# Catalytic converter process.. rhodium help!!



## Pgmguy (Apr 25, 2020)

I am unclear on the rhodium refining process..
I will use hcl and bleach to dissolve the pgms in the catalytic converters..
I will then cement the pgms with zinc..
Filter off and wash in hcl to drive of any remaining zinc 
I will then wash a few times in hot water
Heat the cemented material to drive off any remaining acid..
I will then use nitric acid to dissolve palladium and process with formic acid to precipitate the palladium metal.
Remaining should be platinum and rhodium, which I will dissolve platinum and rhodium with hcl and hydrogen peroxide and process with ammonium chloride to precipitate the platinum.

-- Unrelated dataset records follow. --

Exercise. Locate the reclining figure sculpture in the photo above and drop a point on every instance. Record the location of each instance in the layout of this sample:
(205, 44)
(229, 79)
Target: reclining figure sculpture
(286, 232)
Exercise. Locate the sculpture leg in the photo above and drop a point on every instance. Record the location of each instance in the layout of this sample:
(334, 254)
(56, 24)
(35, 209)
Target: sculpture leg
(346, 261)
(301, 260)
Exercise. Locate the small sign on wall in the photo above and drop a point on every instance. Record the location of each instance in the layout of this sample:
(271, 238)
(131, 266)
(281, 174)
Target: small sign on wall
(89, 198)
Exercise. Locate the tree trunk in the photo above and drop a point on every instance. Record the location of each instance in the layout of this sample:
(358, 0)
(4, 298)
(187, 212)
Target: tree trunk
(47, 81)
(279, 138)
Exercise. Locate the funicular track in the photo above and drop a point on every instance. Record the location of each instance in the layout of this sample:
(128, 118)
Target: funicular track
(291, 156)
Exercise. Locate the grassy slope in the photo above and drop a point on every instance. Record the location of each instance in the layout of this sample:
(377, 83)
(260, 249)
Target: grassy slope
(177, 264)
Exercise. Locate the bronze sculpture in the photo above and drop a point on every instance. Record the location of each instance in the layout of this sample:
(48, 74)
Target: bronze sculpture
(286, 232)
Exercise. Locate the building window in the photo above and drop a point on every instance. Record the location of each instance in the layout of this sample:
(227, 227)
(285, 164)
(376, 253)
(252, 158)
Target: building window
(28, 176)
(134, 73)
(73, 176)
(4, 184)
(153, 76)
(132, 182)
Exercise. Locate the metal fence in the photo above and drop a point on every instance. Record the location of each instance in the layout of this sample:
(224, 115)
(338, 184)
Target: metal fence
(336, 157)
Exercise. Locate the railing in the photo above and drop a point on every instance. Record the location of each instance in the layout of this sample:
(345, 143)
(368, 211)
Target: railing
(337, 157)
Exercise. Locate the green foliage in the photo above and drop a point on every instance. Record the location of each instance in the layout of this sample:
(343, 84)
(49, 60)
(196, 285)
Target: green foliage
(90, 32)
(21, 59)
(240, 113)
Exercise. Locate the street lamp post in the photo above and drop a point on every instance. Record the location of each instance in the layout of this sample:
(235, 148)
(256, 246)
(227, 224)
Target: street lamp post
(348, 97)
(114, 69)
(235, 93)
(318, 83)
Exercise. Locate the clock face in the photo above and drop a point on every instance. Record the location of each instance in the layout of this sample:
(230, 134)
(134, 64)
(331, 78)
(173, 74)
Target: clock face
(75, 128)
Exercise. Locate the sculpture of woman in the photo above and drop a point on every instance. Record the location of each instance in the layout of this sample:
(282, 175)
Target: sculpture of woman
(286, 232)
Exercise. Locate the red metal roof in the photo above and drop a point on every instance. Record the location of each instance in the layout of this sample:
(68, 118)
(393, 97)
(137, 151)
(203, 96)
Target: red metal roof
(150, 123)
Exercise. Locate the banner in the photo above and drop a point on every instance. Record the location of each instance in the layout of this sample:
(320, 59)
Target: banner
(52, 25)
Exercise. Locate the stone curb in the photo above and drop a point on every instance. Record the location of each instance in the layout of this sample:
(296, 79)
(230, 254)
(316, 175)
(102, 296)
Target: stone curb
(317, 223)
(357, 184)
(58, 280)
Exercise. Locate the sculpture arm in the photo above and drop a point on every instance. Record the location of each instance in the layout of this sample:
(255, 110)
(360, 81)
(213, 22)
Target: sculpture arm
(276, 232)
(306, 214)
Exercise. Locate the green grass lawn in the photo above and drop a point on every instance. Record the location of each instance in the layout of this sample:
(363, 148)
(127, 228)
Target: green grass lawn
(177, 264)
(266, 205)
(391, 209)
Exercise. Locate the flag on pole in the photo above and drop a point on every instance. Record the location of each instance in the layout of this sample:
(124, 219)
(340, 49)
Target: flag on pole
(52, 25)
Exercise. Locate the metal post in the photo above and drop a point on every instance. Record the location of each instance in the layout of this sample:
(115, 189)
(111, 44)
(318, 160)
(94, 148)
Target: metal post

Although most rhodium would not dissolve into solution..undisolved rh would be left back in the beaker but what did dissolve into solution would be cemented again with zinc.
Repeat process and precipitate remaining platinum and process..
The rh metal would then be dissolved in hcl and bleach..
Now that I have a rh chloride I would add 
ammonium acetate ..And then formic acid while boiling the solution to precipitate the rhodium sponge.. I would appreciate some help here..


----------



## Pgmguy (Apr 26, 2020)

Does anyone have experience with this method?


----------